After looking at the inconsistencies in Zola’s characterization, it may seem appropriate to note some plot differences between the tweets and the film. But the common thread, while true to reality, flourished through creative licensing. Some readers doubted his account, so Zola then provided time stamps and other forensic analysis. But most users, I guess, understood that his formidable real-time literary mastery was his genuine and unmistakable distinction. This is what made her story worthy of a Hollywood adaptation although it needed to lose the crucial, improvised magic of its original narrative.

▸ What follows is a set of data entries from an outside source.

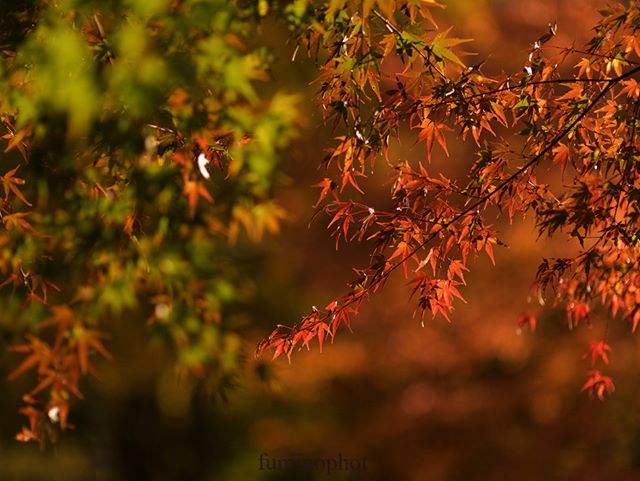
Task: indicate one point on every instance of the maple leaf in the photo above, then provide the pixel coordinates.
(598, 384)
(11, 183)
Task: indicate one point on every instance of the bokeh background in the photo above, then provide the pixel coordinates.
(477, 399)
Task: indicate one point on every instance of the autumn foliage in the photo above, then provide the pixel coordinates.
(575, 169)
(139, 151)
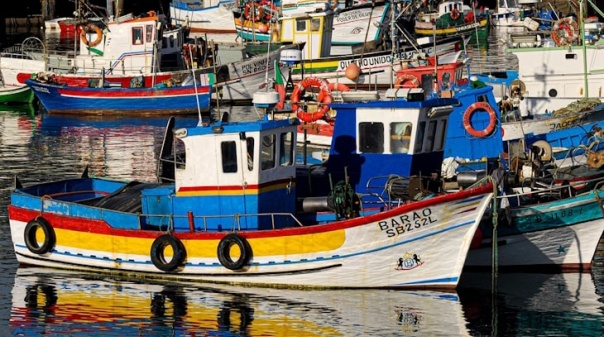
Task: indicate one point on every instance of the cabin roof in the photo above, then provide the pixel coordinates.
(236, 127)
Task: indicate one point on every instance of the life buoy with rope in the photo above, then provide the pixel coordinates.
(467, 117)
(88, 29)
(454, 14)
(324, 99)
(30, 234)
(406, 81)
(338, 87)
(158, 253)
(570, 28)
(224, 251)
(253, 11)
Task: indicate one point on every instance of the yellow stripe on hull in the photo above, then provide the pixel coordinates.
(284, 245)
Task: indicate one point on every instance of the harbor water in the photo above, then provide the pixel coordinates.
(37, 147)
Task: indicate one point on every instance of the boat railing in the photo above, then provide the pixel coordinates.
(228, 222)
(554, 190)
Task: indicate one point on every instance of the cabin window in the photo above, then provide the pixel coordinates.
(149, 33)
(419, 138)
(250, 153)
(286, 149)
(229, 156)
(315, 25)
(268, 152)
(371, 137)
(441, 132)
(430, 136)
(180, 154)
(137, 35)
(400, 137)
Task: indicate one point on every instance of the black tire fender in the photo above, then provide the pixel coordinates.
(158, 256)
(224, 252)
(30, 233)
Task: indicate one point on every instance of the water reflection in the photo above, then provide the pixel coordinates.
(45, 300)
(565, 304)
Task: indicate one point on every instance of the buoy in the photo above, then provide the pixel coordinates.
(352, 71)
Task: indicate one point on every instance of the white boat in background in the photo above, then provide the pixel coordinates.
(513, 13)
(208, 16)
(124, 46)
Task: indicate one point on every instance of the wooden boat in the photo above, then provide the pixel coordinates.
(452, 17)
(165, 98)
(556, 69)
(348, 27)
(16, 95)
(259, 219)
(124, 47)
(553, 227)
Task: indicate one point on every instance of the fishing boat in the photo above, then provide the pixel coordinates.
(514, 13)
(15, 95)
(260, 219)
(126, 46)
(362, 69)
(553, 226)
(169, 97)
(452, 17)
(555, 69)
(353, 25)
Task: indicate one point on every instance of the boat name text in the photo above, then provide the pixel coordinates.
(408, 222)
(367, 62)
(565, 124)
(351, 16)
(254, 67)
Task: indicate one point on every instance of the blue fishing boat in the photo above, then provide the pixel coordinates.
(166, 98)
(230, 205)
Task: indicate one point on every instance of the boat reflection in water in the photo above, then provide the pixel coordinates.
(76, 304)
(532, 304)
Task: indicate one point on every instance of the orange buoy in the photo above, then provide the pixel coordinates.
(324, 98)
(352, 71)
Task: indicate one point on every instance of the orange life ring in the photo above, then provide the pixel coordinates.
(571, 29)
(253, 11)
(454, 13)
(89, 28)
(338, 87)
(324, 99)
(467, 116)
(406, 81)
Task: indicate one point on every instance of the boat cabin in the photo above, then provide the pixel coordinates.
(129, 45)
(229, 168)
(314, 29)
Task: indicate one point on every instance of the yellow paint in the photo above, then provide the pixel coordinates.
(279, 246)
(97, 307)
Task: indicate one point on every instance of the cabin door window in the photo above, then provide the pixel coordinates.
(249, 142)
(149, 33)
(286, 149)
(267, 154)
(228, 152)
(400, 137)
(371, 137)
(137, 35)
(419, 138)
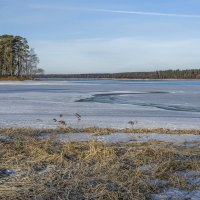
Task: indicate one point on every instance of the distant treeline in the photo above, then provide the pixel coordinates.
(16, 57)
(168, 74)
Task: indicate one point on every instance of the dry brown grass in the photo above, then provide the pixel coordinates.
(50, 169)
(93, 130)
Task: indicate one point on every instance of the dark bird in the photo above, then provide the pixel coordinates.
(78, 116)
(62, 122)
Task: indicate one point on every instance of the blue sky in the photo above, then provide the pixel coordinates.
(85, 36)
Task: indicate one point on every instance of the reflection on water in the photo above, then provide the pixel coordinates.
(132, 97)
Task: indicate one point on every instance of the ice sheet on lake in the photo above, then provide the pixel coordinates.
(125, 137)
(37, 103)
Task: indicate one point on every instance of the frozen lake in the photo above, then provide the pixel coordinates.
(103, 103)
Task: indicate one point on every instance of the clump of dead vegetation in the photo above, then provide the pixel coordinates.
(31, 168)
(94, 130)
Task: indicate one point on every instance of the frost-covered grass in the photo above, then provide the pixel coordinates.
(33, 168)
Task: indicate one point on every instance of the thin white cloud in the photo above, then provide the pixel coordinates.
(55, 7)
(115, 55)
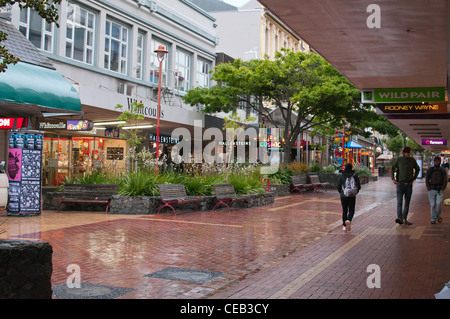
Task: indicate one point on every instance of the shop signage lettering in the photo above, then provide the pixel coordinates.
(52, 125)
(434, 142)
(79, 125)
(164, 139)
(392, 95)
(146, 111)
(246, 143)
(7, 123)
(270, 144)
(414, 108)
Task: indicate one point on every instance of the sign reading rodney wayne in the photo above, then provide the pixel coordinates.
(405, 95)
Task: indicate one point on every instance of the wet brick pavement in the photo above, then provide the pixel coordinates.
(294, 248)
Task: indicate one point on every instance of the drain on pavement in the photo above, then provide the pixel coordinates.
(183, 274)
(89, 291)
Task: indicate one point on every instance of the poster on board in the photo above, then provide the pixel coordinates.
(24, 172)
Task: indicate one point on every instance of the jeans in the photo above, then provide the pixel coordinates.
(435, 198)
(406, 191)
(348, 208)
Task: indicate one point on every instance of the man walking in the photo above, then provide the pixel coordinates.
(436, 182)
(404, 172)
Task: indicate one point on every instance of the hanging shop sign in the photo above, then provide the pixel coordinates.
(70, 125)
(438, 107)
(79, 125)
(24, 172)
(434, 142)
(164, 139)
(403, 95)
(7, 123)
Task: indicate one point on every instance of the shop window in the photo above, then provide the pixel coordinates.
(116, 47)
(36, 29)
(80, 34)
(154, 64)
(182, 71)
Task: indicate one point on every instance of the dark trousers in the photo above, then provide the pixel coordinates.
(348, 208)
(403, 190)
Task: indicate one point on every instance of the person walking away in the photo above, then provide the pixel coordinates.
(404, 172)
(436, 182)
(348, 186)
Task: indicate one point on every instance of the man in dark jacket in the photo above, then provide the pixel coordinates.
(404, 172)
(436, 182)
(348, 196)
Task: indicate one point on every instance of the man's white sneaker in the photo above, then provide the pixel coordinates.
(348, 225)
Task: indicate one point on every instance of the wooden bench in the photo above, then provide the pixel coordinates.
(86, 193)
(299, 182)
(315, 182)
(176, 194)
(225, 193)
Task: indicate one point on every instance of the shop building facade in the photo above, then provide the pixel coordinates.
(105, 50)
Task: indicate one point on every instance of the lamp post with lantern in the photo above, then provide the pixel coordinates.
(160, 53)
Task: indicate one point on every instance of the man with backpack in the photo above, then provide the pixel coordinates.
(404, 172)
(436, 182)
(348, 186)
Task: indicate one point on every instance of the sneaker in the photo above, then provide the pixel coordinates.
(348, 225)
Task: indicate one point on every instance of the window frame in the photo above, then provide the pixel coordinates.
(122, 62)
(87, 48)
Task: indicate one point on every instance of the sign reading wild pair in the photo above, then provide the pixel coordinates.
(403, 95)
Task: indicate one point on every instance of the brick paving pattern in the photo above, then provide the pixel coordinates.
(292, 249)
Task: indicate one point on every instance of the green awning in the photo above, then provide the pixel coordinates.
(31, 84)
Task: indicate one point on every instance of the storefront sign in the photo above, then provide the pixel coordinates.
(7, 123)
(79, 125)
(164, 139)
(438, 107)
(70, 125)
(146, 110)
(399, 95)
(434, 142)
(61, 125)
(403, 95)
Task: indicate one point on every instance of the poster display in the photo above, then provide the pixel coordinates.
(24, 172)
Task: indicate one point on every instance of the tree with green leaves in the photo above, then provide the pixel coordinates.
(47, 9)
(132, 116)
(305, 89)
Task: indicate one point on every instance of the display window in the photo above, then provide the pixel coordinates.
(67, 157)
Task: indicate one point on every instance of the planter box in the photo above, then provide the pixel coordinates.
(142, 205)
(280, 189)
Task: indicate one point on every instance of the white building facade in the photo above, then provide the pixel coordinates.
(105, 49)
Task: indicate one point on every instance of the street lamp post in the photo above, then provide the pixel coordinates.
(160, 53)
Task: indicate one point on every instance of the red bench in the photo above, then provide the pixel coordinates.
(172, 194)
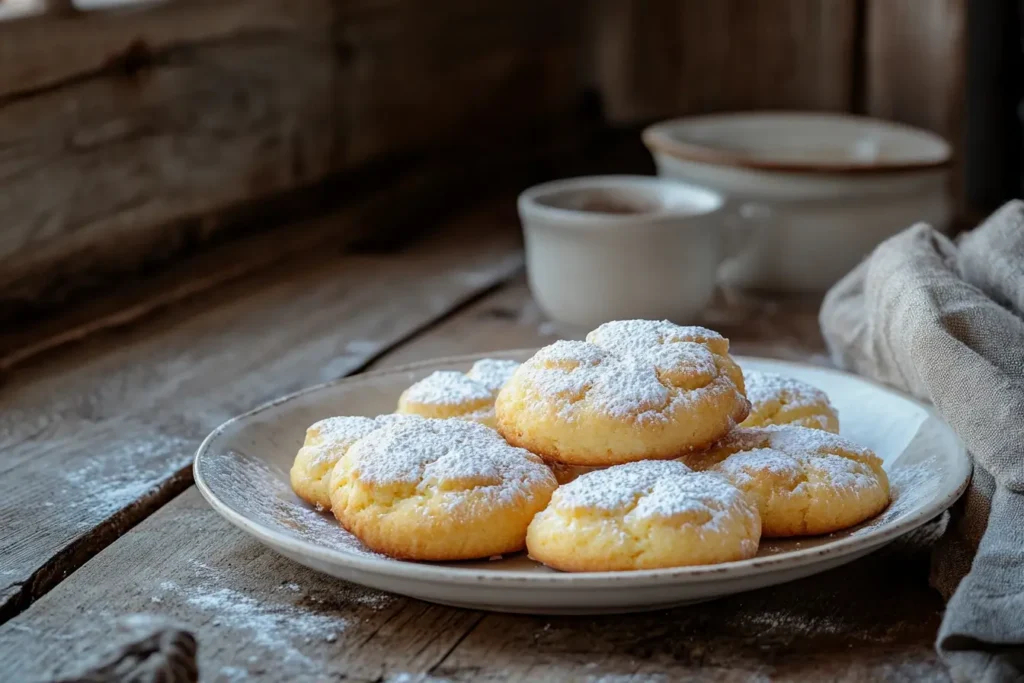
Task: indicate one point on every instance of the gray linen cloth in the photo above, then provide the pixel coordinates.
(943, 322)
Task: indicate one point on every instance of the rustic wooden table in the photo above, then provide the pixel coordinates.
(101, 412)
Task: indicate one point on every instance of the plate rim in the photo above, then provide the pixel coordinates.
(446, 573)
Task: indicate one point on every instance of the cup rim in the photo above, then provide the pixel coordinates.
(659, 139)
(529, 203)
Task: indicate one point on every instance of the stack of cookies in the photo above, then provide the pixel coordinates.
(643, 446)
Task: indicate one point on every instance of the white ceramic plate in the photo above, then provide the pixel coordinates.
(242, 469)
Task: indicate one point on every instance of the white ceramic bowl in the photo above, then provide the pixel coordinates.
(837, 185)
(603, 248)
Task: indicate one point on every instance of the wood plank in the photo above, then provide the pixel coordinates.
(915, 65)
(658, 59)
(109, 426)
(915, 62)
(257, 615)
(777, 328)
(129, 143)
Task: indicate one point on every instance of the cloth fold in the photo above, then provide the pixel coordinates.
(943, 322)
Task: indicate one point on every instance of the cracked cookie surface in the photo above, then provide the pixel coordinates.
(438, 489)
(804, 481)
(776, 399)
(634, 390)
(644, 515)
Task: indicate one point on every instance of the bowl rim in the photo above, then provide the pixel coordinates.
(658, 138)
(530, 201)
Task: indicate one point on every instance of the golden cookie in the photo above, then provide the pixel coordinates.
(326, 441)
(453, 394)
(779, 400)
(644, 515)
(805, 481)
(565, 473)
(634, 390)
(438, 489)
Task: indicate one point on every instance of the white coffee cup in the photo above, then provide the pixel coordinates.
(603, 248)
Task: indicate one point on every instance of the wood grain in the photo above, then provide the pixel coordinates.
(260, 616)
(101, 433)
(129, 143)
(914, 70)
(665, 58)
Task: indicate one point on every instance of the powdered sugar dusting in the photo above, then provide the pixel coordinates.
(492, 373)
(641, 370)
(765, 387)
(648, 488)
(663, 344)
(426, 452)
(448, 387)
(572, 371)
(773, 463)
(794, 439)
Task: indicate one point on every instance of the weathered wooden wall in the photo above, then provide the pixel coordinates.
(122, 135)
(657, 58)
(126, 137)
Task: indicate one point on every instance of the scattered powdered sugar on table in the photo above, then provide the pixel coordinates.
(269, 625)
(129, 471)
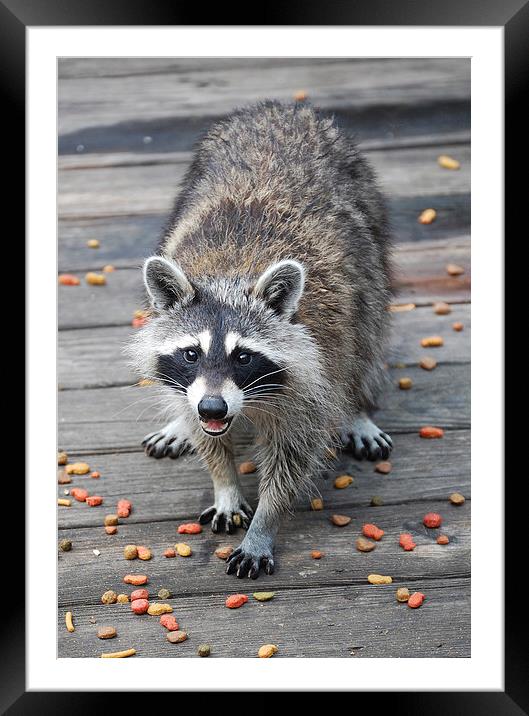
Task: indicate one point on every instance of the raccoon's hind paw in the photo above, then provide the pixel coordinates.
(365, 440)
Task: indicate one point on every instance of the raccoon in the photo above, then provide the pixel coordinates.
(269, 296)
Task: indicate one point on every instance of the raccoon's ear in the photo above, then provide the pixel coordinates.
(281, 286)
(166, 283)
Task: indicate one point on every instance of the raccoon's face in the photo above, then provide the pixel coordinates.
(216, 339)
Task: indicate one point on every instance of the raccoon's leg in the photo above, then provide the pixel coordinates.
(364, 439)
(173, 440)
(230, 509)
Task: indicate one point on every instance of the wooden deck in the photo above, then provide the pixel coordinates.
(126, 129)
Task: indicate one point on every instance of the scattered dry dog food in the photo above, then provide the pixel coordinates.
(402, 594)
(183, 549)
(68, 620)
(135, 579)
(175, 637)
(68, 279)
(406, 542)
(169, 622)
(106, 632)
(130, 551)
(223, 552)
(109, 597)
(432, 342)
(343, 481)
(139, 606)
(428, 363)
(364, 545)
(190, 528)
(236, 600)
(379, 579)
(432, 520)
(416, 599)
(447, 162)
(456, 498)
(95, 279)
(427, 216)
(429, 431)
(372, 531)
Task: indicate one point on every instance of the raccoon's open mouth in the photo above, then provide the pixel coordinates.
(215, 427)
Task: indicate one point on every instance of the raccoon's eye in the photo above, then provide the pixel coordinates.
(190, 355)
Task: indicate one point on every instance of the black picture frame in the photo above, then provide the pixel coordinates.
(513, 16)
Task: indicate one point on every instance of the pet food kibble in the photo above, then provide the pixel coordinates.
(68, 279)
(77, 468)
(447, 162)
(109, 597)
(430, 432)
(416, 599)
(106, 633)
(364, 545)
(343, 481)
(427, 216)
(223, 552)
(190, 528)
(135, 579)
(432, 342)
(139, 606)
(266, 651)
(432, 520)
(406, 542)
(454, 270)
(236, 601)
(428, 363)
(144, 553)
(183, 549)
(402, 594)
(175, 637)
(95, 279)
(68, 620)
(456, 498)
(169, 622)
(379, 579)
(130, 551)
(373, 532)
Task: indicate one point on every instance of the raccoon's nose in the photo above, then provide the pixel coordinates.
(212, 407)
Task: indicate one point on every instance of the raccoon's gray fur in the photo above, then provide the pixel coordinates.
(270, 299)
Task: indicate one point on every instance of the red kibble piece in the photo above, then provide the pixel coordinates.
(406, 542)
(372, 531)
(236, 601)
(416, 599)
(190, 528)
(432, 520)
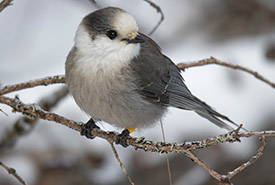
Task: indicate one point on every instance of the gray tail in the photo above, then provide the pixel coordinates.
(207, 112)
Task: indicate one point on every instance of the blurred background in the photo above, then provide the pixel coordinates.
(35, 38)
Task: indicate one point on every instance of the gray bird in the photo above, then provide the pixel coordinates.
(118, 75)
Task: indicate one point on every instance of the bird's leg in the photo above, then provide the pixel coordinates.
(121, 139)
(87, 128)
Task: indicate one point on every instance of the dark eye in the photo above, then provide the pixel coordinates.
(112, 34)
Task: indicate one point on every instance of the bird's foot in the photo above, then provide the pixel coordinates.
(87, 128)
(122, 138)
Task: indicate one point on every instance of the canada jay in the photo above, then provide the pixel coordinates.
(118, 75)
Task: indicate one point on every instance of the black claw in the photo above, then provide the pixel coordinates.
(121, 139)
(87, 128)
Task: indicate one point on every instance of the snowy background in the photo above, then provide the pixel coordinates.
(36, 36)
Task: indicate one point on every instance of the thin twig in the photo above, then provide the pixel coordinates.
(258, 154)
(43, 81)
(12, 171)
(167, 158)
(4, 4)
(24, 124)
(159, 11)
(121, 164)
(138, 143)
(213, 60)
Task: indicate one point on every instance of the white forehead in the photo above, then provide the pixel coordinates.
(125, 23)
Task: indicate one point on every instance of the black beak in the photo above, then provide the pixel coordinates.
(137, 39)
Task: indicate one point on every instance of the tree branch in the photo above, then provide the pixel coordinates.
(43, 81)
(12, 171)
(159, 11)
(213, 60)
(34, 111)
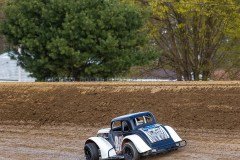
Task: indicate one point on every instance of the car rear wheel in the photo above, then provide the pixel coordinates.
(91, 151)
(130, 152)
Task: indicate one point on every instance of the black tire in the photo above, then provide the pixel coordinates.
(91, 151)
(130, 152)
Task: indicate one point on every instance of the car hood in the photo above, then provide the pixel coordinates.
(155, 132)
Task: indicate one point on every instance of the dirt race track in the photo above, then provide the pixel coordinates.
(52, 121)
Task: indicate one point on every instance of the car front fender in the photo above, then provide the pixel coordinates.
(140, 145)
(104, 146)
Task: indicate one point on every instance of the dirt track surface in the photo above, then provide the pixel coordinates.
(33, 116)
(191, 105)
(66, 142)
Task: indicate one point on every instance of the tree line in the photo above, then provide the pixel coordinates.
(102, 39)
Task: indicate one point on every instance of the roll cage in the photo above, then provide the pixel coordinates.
(132, 122)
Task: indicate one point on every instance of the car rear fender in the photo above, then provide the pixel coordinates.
(106, 149)
(173, 134)
(140, 145)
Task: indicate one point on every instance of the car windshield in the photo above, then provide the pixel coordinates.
(143, 120)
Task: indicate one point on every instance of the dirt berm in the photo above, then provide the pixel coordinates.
(211, 105)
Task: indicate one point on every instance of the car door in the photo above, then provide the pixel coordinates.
(117, 136)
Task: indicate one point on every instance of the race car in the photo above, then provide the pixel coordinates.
(132, 136)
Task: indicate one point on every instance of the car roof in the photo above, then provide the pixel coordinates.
(131, 116)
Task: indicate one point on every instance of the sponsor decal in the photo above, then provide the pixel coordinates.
(155, 133)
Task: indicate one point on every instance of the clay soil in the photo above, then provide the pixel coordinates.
(52, 120)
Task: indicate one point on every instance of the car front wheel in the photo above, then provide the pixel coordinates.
(130, 152)
(91, 151)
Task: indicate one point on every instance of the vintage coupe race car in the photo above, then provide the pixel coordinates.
(132, 136)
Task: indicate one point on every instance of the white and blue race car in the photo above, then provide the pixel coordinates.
(132, 136)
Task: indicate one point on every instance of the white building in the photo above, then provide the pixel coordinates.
(11, 72)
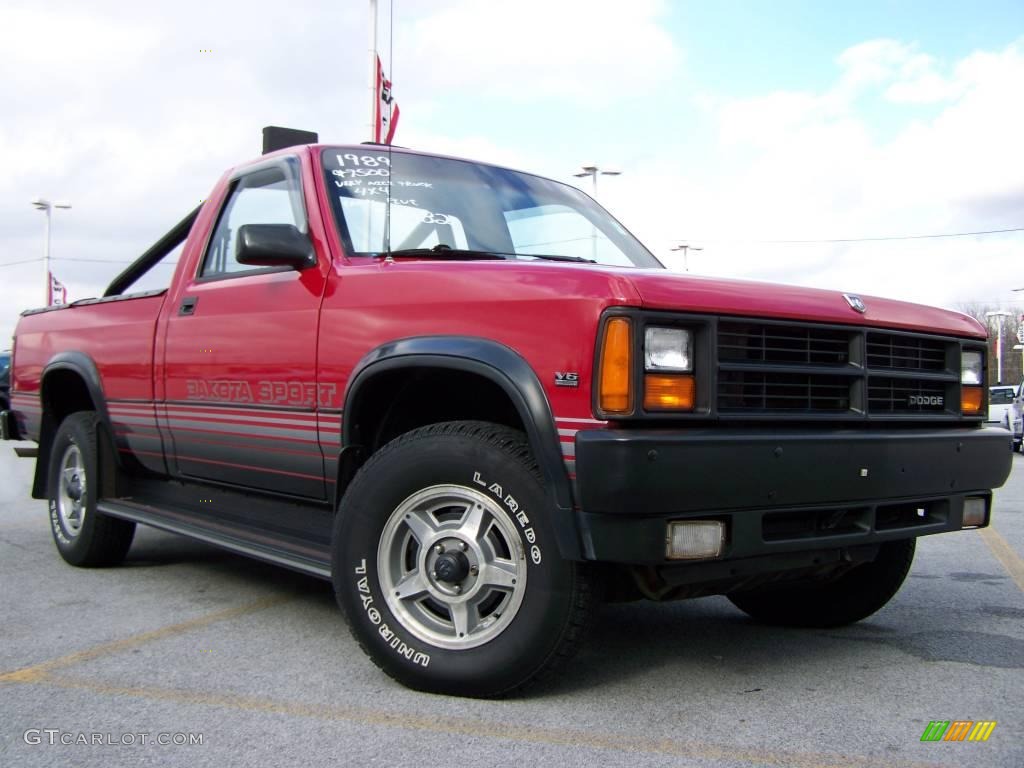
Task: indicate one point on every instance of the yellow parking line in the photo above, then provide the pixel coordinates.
(516, 732)
(1005, 554)
(39, 671)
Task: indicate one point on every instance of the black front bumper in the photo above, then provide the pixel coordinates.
(779, 491)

Again, Zola done just by the storyteller, his material and the original medium of its broadcast. It leaves you wondering how these characters manage to not only survive, but enjoy long enough and long enough to turn their death wishes into a lifestyle blanket. “I’ve made people who probably wouldn’t want to hear a sex trafficking story want to be part of it,” Zola said. Rolling stone. Zola doubles this invitation and leaves the nitpicking to the birds.